All that will get litigated in due time, but another area that hopefully will also get aired out centers on whether our institutions — in this case, the courts — will function as a check on Trump’s excesses.

“Here we do need answers, because we haven’t had a president who has so openly flouted our norms,” Elizabeth Wydra, president of the Constitutional Accountability Center, told me this morning.

There are already widespread fears, including among some center-right writers, that the courts might not be up to the task of reining in Trump. Senators might ask Gorsuch for a general statement of principle here. “I would ask him what the court’s proper reaction would be if a president refused to comply with an order from his court or a lower court,” Wydra says, adding that she would hope to hear a “rousing endorsement of the importance of the judiciary as a check on authoritarian behavior by the elected branches.”

Trump has also been known to insult members of the judiciary, such as when he attacked a judge hearing a challenge to Trump University over his Mexican American heritage. A mischief-making possibility might be to ask Gorsuch for his reaction to that.

Trump’s refusal to divest from his business holdings sets up the possibility for unprecedented conflicts of interest. Trump is already being sued by good government watchdogs who argue that Trump’s holdings, through payments from foreign powers, put him in violation of the Constitution’s emoluments clause, and that the president should be subject to emoluments clause restrictions. Trump’s lawyers argue that the clause doesn’t apply to fair-market value payments such as hotel bills, and others have defended Trump on the grounds that such payments are not to Trump — to the president — but to his businesses.

Here’s another area where the confirmation process could shed needed light via general lines of questioning. “I would ask Gorsuch what he thinks about the scope of the emoluments clause — to whom does he think it applies, and in what context?” Wydra continued. “Does it apply to the president, and does it apply if there is a fair value trade?”

Trump’s bullying and hostility toward the media, and his hints at restrictions on them, raise questions about his respect for the First Amendment and his commitment to freedom of the press, which might come under extreme strain amid more criticism or, worse, a national crisis.

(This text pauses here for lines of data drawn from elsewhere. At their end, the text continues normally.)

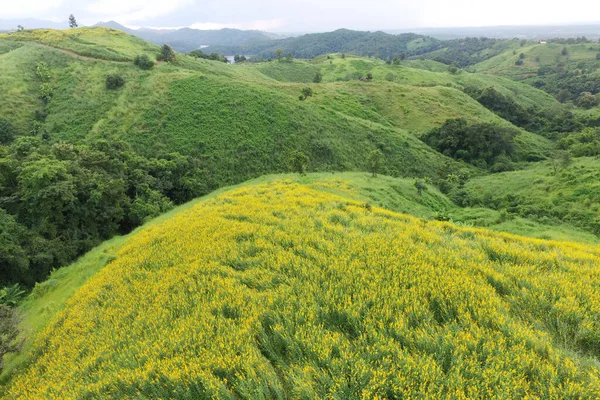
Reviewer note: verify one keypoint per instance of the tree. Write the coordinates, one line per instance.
(318, 77)
(166, 53)
(9, 331)
(72, 21)
(7, 131)
(421, 187)
(587, 100)
(298, 162)
(143, 62)
(306, 92)
(374, 161)
(563, 95)
(114, 81)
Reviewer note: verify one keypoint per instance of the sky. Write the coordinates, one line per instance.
(308, 15)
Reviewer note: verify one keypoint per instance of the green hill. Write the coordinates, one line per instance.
(283, 289)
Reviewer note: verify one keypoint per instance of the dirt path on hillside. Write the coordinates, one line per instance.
(77, 55)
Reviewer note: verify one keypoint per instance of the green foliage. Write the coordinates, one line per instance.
(114, 81)
(11, 295)
(318, 77)
(166, 53)
(298, 162)
(46, 91)
(480, 144)
(72, 21)
(7, 131)
(9, 331)
(143, 62)
(374, 162)
(587, 100)
(43, 71)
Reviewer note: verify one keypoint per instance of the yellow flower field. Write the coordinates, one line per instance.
(282, 291)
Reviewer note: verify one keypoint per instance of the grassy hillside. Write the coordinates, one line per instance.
(282, 290)
(570, 196)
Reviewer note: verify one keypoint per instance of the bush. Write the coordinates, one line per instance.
(114, 81)
(7, 131)
(166, 53)
(143, 61)
(9, 330)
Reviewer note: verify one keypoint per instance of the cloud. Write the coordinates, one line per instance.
(135, 10)
(261, 25)
(28, 8)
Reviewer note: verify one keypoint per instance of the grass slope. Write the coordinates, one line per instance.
(281, 290)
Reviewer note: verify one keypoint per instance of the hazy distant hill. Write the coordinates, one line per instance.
(188, 39)
(379, 44)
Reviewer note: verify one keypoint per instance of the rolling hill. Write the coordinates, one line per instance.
(284, 289)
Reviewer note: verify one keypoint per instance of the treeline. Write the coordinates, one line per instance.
(374, 44)
(59, 200)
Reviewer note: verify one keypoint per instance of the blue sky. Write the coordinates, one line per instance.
(307, 15)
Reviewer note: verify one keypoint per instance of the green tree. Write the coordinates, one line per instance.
(166, 53)
(421, 187)
(143, 62)
(9, 331)
(7, 131)
(563, 95)
(114, 81)
(72, 21)
(298, 162)
(374, 161)
(318, 77)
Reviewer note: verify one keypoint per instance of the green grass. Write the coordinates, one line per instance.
(571, 197)
(396, 194)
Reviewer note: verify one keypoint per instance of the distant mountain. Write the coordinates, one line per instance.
(377, 44)
(30, 23)
(188, 39)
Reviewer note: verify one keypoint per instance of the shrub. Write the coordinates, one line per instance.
(143, 61)
(114, 81)
(7, 131)
(318, 77)
(46, 91)
(9, 330)
(43, 72)
(166, 53)
(298, 162)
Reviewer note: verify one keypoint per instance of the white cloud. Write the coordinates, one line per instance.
(261, 25)
(135, 10)
(28, 8)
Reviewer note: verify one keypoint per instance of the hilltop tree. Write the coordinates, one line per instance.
(318, 77)
(166, 53)
(9, 331)
(374, 161)
(72, 21)
(7, 131)
(143, 62)
(298, 162)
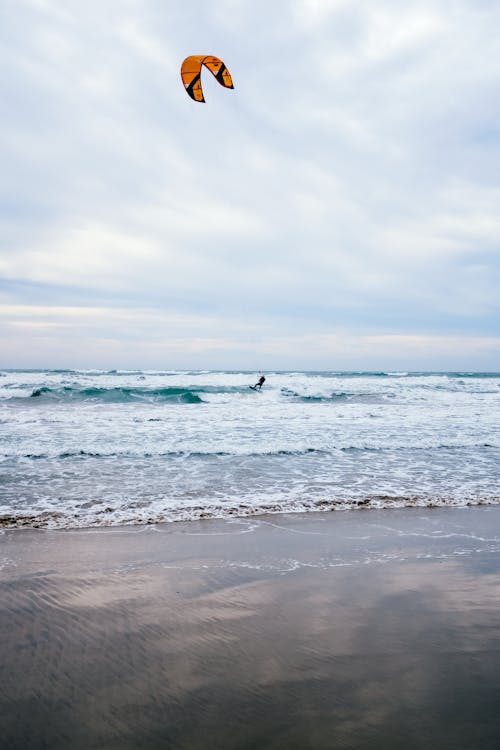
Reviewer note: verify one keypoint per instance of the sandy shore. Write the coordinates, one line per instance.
(375, 629)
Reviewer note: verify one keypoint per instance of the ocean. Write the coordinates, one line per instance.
(87, 448)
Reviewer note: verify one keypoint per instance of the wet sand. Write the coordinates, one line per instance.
(365, 629)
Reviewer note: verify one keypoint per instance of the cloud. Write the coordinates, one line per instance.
(349, 183)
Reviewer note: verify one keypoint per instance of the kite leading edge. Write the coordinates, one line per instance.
(191, 74)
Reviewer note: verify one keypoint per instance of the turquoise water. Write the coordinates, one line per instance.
(87, 448)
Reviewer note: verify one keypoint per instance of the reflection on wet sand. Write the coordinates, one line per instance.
(173, 640)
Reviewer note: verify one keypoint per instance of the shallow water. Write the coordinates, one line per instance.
(86, 448)
(312, 631)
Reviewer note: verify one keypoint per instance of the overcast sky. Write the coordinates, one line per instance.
(339, 209)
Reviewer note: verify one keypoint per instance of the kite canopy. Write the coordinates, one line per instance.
(191, 74)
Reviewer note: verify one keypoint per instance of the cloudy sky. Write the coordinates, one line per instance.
(339, 209)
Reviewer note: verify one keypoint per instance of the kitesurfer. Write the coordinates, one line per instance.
(260, 382)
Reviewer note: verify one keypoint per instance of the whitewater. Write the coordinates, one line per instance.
(97, 448)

Something along these lines might come before the courts. Josh Blackman, a libertarian associate professor at the South Texas College of Law, suggests a focus on Gorsuch’s views of the “actual malice” standard, in which actual malice must be deemed present for a public official to sue a media organization for libel. Blackman says Gorsuch might be asked: “How would you define the ‘actual malice’ standard for the First Amendment?”

Trump’s executive order temporarily banning refugees and migrants from seven Muslim-majority countries, which will be challenged in part on the grounds that its intent is discriminatory, suggests (as do his own campaign vows of direct persecution of Muslims) the possibility of more policies to come targeting Muslims, especially if there is a terrorist attack. Meanwhile, Trump has flatly stated that evangelical Christians will “love” his Supreme Court pick.

“I would straight up ask Gorsuch about Trump’s comment and whether he feels he would be capable of providing fair and equal justice to people of all faiths or no faiths,” Wydra says. On Trump’s executive order, she notes, Gorsuch might be asked: “Do you think the Equal Protection Clause and constitutional protections against establishment of religion apply to individuals seeking to enter the United States who are not citizens?”

There are obviously plenty of other questions, such as in the area of voting rights. Trump’s lies about voter fraud suggest the possibility of major new voter suppression efforts on the national level, so Gorsuch’s constitutional views on this topic, too, will likely be probed. Needless to say, the very fact that so many questions like these need to be posed underscores what a unique and potentially threatening moment we find ourselves in right now.